Louvre AO 18236 | c. 1800 BCE | Inscription on a cone found in the palace of Mari recounting the works of the ruler and the foundation of the Dür-Yahdun-Lîm fort.

"Yahdun-Lim, son of Yaggid-Lim, king of Mari, Tuttul, and the land of Hana, mighty king who controls the banks of the Euphrates. [The god] Dagan proclaimed my kingship. He gave me the powerful weapon that fells my enemies. As a result, I took prisoner seven kings who had fought against me. I annexed their lands. I undid the damage to the banks of the Euphrates and restored peace to my land. I opened canals. I caused my land to lose the habit of drawing water. I built the wall of Mari and dug its moat. Moreover, in a parched land, in a place of thirst, which no king had ever named, where no king had ever built a city, I conceived a desire; I built there a city, I dug its moat... I enlarged my country, the foundations of Mari, and I strengthened my land.

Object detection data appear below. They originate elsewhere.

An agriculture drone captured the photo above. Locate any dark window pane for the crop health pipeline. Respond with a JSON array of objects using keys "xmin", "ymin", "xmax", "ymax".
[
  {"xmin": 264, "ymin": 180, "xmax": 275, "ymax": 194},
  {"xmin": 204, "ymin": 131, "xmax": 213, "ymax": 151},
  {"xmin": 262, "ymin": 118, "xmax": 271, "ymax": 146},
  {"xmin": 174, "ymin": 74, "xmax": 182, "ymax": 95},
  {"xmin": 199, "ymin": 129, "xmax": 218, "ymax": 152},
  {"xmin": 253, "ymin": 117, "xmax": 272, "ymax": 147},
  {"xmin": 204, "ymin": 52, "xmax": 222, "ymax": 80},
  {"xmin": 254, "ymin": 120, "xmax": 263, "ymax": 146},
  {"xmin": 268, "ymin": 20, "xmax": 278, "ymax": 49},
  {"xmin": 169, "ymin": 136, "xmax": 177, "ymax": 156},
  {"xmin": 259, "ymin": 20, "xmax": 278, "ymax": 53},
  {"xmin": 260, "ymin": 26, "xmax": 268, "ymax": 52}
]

Thus I made my name eternal."

== See also ==
- Royal Palace of Mari

== Literature ==
- Bryce, Trevor (2009). "The Routledge Handbook of the Peoples and Places of Ancient Western Asia"
- Bryce, Trevor (2014). "Ancient Syria: A Three Thousand Year History"
- Fowden, Garth (2013). "Before and After Muhammad: The First Millennium Refocused"
- Frayne, Douglas (1990). "Old Babylonian Period (2003–1595 BC)"
- Launderville, Dale (2003). "Piety and Politics: The Dynamics of Royal Authority in Homeric Greece, Biblical Israel, and Old Babylonian Mesopotamia"
- Pitard, Wayne T. (2001). "The Oxford History of the Biblical World"
- Van Der Meer, Petrus (1955). "The Chronology of Ancient Western Asia and Egypt"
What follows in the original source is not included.